The passage of these resolutions, a direct outcome of the relentless advocacy by the Coalition for Property Tax Justice, marks a critical movement in Detroit’s ongoing struggle with property tax fairness. The Coalition for Property Tax Justice is like a powerhouse team, bringing together more than fifteen community-rooted groups all focused on one big goal: putting an end to unfairly high property taxes and the wave of tax foreclosures that have been hitting Detroit hard.

Bernadette Atuahene, a key figure in this movement, lauded the Council’s decision, stating, “The City Council finally acknowledged the continued over assessments and unanimously demanded that the Duggan administration and the County Treasurer take action to correct the ongoing property tax injustice.

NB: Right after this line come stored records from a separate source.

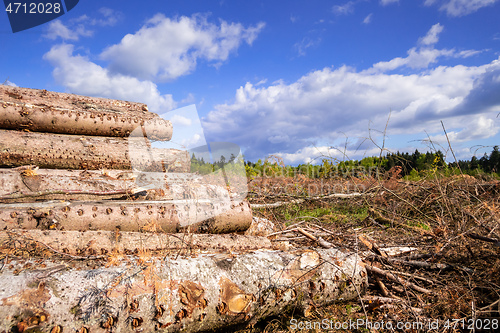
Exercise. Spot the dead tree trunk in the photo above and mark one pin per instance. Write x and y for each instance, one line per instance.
(60, 151)
(205, 292)
(89, 245)
(203, 215)
(28, 184)
(43, 111)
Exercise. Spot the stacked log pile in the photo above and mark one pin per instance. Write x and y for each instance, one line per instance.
(98, 229)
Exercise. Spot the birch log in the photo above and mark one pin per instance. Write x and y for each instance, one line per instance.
(44, 111)
(203, 215)
(28, 184)
(209, 291)
(61, 151)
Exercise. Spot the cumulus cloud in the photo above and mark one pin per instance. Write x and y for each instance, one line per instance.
(56, 29)
(78, 27)
(323, 106)
(180, 120)
(165, 48)
(432, 36)
(306, 43)
(347, 8)
(388, 2)
(81, 76)
(458, 8)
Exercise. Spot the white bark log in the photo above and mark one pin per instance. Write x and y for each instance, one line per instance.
(45, 111)
(202, 216)
(205, 292)
(61, 151)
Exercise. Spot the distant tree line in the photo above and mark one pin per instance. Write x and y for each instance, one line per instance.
(412, 165)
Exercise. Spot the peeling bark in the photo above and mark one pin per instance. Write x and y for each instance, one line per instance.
(44, 111)
(169, 294)
(61, 151)
(29, 184)
(86, 245)
(202, 216)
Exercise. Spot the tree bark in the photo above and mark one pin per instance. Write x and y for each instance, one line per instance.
(209, 291)
(89, 245)
(28, 184)
(44, 111)
(196, 215)
(61, 151)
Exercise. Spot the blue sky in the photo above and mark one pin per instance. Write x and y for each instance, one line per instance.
(298, 79)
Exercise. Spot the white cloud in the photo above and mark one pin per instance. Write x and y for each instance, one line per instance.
(368, 19)
(180, 120)
(165, 48)
(432, 35)
(344, 9)
(424, 55)
(8, 83)
(458, 8)
(306, 43)
(76, 28)
(81, 76)
(322, 106)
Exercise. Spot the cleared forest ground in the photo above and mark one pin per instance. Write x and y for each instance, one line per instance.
(431, 248)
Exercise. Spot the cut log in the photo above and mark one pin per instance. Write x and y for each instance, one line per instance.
(92, 244)
(44, 111)
(203, 215)
(61, 151)
(171, 294)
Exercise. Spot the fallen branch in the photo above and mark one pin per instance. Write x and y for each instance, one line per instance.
(297, 201)
(495, 241)
(198, 293)
(395, 278)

Now Treasurer Sabree and the Duggan administration must follow these resolutions with action.”

But the resolutions’ success hinges on the actions of County Treasurer Eric Sabree and City Assessor Alvin Horhn. The question now is, will they heed the Council’s directive and address these pressing issues, or will they allow the cycle of illegal foreclosures and assessments to persist?

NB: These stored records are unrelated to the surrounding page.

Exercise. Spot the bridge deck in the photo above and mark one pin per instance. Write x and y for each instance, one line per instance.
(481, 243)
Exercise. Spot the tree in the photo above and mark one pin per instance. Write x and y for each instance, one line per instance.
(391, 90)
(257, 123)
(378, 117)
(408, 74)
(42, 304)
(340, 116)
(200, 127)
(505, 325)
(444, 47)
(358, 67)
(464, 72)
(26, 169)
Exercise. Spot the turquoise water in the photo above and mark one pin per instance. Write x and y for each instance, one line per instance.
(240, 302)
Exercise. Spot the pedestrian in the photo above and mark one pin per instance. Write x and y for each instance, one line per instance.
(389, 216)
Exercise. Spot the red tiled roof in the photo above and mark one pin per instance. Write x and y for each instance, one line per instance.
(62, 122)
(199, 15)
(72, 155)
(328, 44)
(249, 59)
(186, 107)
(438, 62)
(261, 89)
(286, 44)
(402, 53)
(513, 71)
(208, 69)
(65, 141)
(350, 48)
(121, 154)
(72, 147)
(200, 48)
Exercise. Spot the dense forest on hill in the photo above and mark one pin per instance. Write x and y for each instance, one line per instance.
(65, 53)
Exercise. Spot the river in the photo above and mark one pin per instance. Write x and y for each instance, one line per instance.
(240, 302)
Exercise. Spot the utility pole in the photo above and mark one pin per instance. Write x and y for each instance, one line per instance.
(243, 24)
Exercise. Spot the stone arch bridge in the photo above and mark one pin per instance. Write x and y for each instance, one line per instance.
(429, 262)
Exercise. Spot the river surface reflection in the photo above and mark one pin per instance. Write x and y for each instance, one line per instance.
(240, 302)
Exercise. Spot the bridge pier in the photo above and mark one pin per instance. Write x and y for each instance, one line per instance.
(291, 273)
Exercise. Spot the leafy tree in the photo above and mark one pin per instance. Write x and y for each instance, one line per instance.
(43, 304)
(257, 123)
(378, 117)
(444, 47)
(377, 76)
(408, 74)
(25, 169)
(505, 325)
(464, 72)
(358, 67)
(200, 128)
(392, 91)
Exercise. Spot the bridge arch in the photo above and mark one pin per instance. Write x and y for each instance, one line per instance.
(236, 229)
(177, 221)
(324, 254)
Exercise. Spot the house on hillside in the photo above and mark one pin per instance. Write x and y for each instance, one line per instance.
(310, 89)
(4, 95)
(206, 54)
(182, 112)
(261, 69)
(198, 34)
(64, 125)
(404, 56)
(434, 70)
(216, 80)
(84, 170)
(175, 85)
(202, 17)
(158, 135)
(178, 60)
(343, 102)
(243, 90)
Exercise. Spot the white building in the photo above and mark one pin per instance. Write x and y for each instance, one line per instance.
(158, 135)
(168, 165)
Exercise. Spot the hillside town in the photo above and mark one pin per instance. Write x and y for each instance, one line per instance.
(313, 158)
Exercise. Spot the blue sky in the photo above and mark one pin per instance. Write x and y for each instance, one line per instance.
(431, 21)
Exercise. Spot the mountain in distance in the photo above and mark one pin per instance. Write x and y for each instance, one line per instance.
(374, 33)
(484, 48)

Owning a home is like planting roots in a community; it’s where you watch your family grow, create memories, and build a nest egg for the future. But for many Black families in Detroit, this dream feels out of reach. Imagine facing a maze of obstacles every step of the way, from unfair loan rates to homes being unfairly taxed, all because these homes are in neighborhoods that have been overlooked or undervalued for too long. And with Detroit being a city where 8 out of 10 residents are Black, these aren’t just isolated incidents—they’re part of a bigger picture that affects a lot of our neighbors, friends, and family.

In the heart of Detroit, the struggle isn’t just about getting the keys to a house; it’s about breaking down barriers that have been built up over generations. High property taxes and the threat of losing your home can make the goal of homeownership feel like a constantly moving target. It’s more than just numbers on a bill; it’s about the right to build a secure life in the place you call home. For the community here, fighting for fair homeownership isn’t just about property—it’s about justice, stability, and reclaiming a piece of the American Dream that everyone deserves a fair shot at.

“In Detroit we now have evidence that the lowest value homes – until this day – continue to be over-assessed and we are here to put a stop to it,” said Atuahene.

The urgency of the situation was underscored by U.S. Congresswoman Rashida Tlaib, who expressed deep concern over the persistent overassessment of Detroit’s most vulnerable homeowners. “I am deeply concerned that after years of community organizing and advocacy, testimonies from impacted residents, and legislative reforms, thousands of the most vulnerable Detroit homeowners are still being illegally over-assessed on their property taxes…Thankfully, the Property Tax Reform Ordinance was enacted to remedy this exact situation, and I hope City Council and the City of Detroit will take appropriate steps to fix these assessments and protect our residents.”

Echoing the sentiments of many, Council President Sheffield emphasized the critical nature of the issue, stating, “The most egregious part of the systematic over assessment of properties in Detroit has been this issue of regressivity. While we recognize that the Assessor’s job is difficult the stakes are too high to sit idly by while the lowest valued homes are consistently over assessed… Thus, I join the Coalition in calling for a moratorium on foreclosures for the homes valued under $34,700. I also join you in calling on the City’s Assessor to reduce the assessed values on all the homes valued at $34,700 and under.”

As the city awaits the implementation of these resolutions, the spotlight is on the Duggan administration and county officials to take decisive action.

With Detroit’s City Council standing united against systemic property tax injustices, a new chapter unfolds, promising a fairer horizon for homeownership. This critical stance, fueled by the relentless advocacy of community groups and backed by compelling research, challenges the status quo and paves the way for a future where every Detroit resident can truly plant roots without fear of unjust loss.

However, this turning point brings us face-to-face with essential questions about owning a home in Detroit and how fair the taxes on those homes really are. Are these changes the start of a new, more just way of doing things, or just the first step in a much longer fight? As the city watches and waits for these resolutions to take effect, the collective hope is that this moment marks not just a victory, but a turning point towards lasting equity and justice in the place so many call home.